简体   繁体   English

使用 Java 每行添加多个任意 Spark 列

[英]Adding multiple, arbitrary Spark columns per row using Java

I figured out how to get a Spark UDF to return a fixed number of columns known ahead of time.我想出了如何让 Spark UDF 返回预先知道的固定数量的列。 But how can a Spark UDF return an arbitrary number of columns which might be different for each row?但是,Spark UDF 如何返回每行可能不同的任意数量的列?

I'm using Spark 3.3.0 with Java 17. Let's say I have a DataFrame containing 1,000,000 people.我正在使用带有 Java 17 的 Spark 3.3.0。假设我有一个包含 1,000,000 人的 DataFrame。 For each person I want to look up each year's salary (eg from a database), but each person might have salaries for different years available.对于每个人,我想查找每年的薪水(例如从数据库中),但每个人可能有不同年份的薪水。 If I knew just had years 2020 and 2021 available, I would do this:如果我知道只有 2020 年和 2021 年可用,我会这样做:

StructType salarySchema = createStructType(List.of(createStructField("salary2020",
    createDecimalType(12, 2), true), createStructField("salary2021",
    createDecimalType(12, 2), true)));
UserDefinedFunction lookupSalariesForId = udf((String id) -> {
  // TODO look up salaries
  return RowFactory.create(salary2020, salary2021);
}, salarySchema).asNondeterministic();

df = df.withColumn("salaries", lookupSalariesForId.apply(col("id")))
    .select("*", "salaries.*");

That is Spark's roundabout way of loading multiple values from a UDF into a single column and then splitting them out into separate columns.这是 Spark 的迂回方式,将 UDF 中的多个值加载到单个列中,然后将它们拆分为单独的列。

So what if one person only has salaries from 2003 and 2004, while another person has salaries from 2007, 2008, and 2009?那么如果一个人只有 2003 年和 2004 年的工资,而另一个人有 2007 年、2008 年和 2009 年的工资呢? I would want to create columns salary2003 and salary2004 for the first person;我想为第一人创建列salary2003salary2004 and then salary2007 , salary2008 , salary2009 for the second person.然后是第二个人的salary2007salary2008salary2009 How would I do that with a UDF?我将如何使用 UDF 做到这一点? (I know how to dynamically create an array to pass back via RowFactory.create() . The problem is that the schema related to the UDF schema is defined outside the UDF logic.) (我知道如何动态创建一个数组以通过RowFactory.create()传回。问题是与 UDF 模式相关的模式是在 UDF 逻辑之外定义的。)
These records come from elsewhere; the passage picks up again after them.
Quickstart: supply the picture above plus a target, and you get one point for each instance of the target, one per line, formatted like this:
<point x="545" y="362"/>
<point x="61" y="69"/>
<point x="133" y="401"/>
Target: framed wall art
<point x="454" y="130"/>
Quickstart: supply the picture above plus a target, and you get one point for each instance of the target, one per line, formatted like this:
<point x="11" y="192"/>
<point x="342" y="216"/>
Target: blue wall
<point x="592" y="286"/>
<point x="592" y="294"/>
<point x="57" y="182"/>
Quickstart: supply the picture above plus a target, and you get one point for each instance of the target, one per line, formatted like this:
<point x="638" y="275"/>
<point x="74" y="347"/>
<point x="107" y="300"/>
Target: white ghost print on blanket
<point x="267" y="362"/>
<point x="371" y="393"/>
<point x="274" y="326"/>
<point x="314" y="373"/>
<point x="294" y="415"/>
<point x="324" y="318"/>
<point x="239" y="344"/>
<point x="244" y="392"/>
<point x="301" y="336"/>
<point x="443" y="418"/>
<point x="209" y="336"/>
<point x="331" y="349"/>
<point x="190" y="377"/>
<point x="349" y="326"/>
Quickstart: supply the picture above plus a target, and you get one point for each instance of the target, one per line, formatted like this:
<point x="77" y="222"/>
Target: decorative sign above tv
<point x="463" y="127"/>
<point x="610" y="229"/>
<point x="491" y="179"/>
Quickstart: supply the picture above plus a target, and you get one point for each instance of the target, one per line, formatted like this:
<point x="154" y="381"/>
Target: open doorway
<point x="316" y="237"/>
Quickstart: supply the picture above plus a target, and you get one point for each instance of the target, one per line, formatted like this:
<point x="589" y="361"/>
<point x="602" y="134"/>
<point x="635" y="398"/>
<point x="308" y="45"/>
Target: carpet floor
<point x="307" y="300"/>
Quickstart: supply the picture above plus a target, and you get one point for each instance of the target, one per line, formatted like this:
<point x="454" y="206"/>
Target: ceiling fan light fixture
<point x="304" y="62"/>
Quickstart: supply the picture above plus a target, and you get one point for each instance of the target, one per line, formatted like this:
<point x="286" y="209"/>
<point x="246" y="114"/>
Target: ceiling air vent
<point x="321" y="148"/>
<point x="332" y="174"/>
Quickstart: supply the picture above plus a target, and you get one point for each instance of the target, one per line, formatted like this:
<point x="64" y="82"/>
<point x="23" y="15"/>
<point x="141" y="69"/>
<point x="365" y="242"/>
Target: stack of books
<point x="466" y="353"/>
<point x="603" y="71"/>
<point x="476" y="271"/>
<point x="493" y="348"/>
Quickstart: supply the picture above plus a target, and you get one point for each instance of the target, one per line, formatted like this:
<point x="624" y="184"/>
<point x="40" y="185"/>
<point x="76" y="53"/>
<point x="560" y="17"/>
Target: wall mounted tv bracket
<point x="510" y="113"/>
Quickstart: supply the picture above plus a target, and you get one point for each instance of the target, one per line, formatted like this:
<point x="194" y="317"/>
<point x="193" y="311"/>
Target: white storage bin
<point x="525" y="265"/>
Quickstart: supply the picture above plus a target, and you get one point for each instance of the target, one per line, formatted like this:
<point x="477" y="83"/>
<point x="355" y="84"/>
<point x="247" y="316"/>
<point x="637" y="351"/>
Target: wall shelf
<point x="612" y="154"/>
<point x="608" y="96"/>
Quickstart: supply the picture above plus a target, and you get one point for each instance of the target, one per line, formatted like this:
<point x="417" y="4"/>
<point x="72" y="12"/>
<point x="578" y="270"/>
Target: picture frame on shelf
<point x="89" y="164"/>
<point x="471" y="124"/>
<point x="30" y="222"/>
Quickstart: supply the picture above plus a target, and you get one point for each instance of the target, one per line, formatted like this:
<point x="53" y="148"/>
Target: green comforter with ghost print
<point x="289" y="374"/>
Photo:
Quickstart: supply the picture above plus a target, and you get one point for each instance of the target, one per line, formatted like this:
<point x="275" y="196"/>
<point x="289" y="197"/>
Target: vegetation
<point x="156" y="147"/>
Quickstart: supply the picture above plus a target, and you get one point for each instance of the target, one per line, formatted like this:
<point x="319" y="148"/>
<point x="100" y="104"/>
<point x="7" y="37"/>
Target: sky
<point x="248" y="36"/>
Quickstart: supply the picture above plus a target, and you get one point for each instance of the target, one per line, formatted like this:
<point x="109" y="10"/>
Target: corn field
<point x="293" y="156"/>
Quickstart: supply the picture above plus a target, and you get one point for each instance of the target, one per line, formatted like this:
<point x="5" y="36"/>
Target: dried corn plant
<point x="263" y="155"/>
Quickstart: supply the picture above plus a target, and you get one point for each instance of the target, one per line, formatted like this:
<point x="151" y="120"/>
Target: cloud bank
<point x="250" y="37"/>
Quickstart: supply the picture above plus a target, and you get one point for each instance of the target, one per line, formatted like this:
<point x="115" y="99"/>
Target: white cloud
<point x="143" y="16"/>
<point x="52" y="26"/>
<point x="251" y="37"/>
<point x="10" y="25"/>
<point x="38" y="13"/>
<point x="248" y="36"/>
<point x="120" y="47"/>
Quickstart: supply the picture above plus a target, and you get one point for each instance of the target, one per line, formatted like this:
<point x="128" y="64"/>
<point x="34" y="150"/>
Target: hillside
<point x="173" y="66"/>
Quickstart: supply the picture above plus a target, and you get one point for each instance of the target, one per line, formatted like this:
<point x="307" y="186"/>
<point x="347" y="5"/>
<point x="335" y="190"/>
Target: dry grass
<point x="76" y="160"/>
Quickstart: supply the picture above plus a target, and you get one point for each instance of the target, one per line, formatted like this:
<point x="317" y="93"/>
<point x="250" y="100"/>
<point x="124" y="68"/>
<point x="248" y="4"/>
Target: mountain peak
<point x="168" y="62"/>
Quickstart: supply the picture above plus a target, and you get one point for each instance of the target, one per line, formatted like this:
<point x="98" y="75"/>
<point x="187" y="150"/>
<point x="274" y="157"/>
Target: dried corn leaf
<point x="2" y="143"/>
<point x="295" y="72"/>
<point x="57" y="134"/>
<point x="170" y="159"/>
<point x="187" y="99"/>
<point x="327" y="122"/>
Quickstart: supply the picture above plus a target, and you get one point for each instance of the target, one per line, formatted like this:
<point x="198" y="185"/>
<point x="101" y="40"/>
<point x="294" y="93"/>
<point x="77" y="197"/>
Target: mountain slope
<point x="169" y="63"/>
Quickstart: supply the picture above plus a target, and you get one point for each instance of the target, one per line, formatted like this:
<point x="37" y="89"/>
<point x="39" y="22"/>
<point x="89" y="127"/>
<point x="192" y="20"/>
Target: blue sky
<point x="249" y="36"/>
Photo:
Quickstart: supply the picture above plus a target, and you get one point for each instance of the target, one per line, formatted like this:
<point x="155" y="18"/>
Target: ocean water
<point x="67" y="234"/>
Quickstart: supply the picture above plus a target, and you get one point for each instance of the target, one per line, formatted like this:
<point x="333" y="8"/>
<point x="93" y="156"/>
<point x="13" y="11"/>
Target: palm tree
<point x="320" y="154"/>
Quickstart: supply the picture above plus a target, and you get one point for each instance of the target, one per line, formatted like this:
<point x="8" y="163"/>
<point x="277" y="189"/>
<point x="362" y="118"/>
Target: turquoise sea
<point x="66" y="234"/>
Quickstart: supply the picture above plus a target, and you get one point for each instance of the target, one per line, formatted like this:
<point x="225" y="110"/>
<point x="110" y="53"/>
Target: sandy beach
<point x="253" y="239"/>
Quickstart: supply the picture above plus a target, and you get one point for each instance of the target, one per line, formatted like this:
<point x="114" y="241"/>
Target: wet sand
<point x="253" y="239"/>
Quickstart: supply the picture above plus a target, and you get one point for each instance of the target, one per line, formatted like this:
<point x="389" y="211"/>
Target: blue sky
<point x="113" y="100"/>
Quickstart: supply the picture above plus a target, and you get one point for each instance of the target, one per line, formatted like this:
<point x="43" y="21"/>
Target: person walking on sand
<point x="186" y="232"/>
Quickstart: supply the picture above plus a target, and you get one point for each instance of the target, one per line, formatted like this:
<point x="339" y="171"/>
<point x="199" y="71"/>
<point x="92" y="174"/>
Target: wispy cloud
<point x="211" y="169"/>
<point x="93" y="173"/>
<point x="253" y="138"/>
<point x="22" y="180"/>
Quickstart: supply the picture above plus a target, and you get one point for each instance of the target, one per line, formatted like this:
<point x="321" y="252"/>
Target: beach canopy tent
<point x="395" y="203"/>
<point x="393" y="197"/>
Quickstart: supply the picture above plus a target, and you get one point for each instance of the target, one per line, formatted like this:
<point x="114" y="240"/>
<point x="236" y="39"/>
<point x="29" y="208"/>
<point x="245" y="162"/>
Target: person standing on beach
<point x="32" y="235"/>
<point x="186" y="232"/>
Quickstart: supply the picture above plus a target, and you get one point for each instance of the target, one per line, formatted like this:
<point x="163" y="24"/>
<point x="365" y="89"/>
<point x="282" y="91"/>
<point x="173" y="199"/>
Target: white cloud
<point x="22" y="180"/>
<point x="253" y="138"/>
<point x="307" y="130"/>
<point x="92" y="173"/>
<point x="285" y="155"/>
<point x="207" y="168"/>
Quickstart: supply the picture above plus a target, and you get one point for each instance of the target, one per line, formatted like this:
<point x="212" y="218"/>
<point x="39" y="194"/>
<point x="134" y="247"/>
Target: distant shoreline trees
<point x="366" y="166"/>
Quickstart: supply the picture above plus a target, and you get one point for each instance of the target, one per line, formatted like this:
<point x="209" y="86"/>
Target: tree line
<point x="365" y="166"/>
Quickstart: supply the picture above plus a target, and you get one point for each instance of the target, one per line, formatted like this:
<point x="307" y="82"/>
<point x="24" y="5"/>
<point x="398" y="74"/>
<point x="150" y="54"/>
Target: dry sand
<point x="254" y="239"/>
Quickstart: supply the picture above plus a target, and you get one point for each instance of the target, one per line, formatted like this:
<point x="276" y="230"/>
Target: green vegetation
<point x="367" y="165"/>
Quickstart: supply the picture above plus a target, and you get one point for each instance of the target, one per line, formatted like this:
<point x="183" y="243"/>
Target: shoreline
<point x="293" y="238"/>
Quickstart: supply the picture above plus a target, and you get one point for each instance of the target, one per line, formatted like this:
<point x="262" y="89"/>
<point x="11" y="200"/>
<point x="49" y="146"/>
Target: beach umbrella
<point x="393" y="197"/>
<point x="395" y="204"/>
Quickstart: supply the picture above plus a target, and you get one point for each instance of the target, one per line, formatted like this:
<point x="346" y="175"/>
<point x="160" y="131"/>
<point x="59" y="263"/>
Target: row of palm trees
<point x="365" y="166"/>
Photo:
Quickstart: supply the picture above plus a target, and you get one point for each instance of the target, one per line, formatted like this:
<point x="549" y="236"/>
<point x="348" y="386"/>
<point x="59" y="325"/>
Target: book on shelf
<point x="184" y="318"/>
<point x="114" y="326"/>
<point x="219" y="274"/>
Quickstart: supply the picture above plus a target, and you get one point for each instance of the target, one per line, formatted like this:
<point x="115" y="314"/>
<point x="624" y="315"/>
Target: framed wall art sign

Or is there some better approach altogether with Spark?或者 Spark 有什么更好的方法吗? Should I be creating a separate lookup DataFrame altogether of just person IDs and a column for each possible salary year, and then join them somehow, like we would do in the relational database world?我是否应该创建一个单独的查找 DataFrame 完全只有人员 ID 和每个可能的薪水年的列,然后以某种方式加入它们,就像我们在关系数据库世界中所做的那样? But what benefit would a separate DataFrame give me, and wouldn't I be back to square one to construct it?但是单独的 DataFrame 会给我带来什么好处,我不会回到原点来构建它吗? Of course I could construct it manually in Java, but I wouldn't gain the benefit of the Spark engine, parallel executors, etc.当然我可以在 Java 中手动构建它,但我不会获得 Spark 引擎、并行执行器等的好处。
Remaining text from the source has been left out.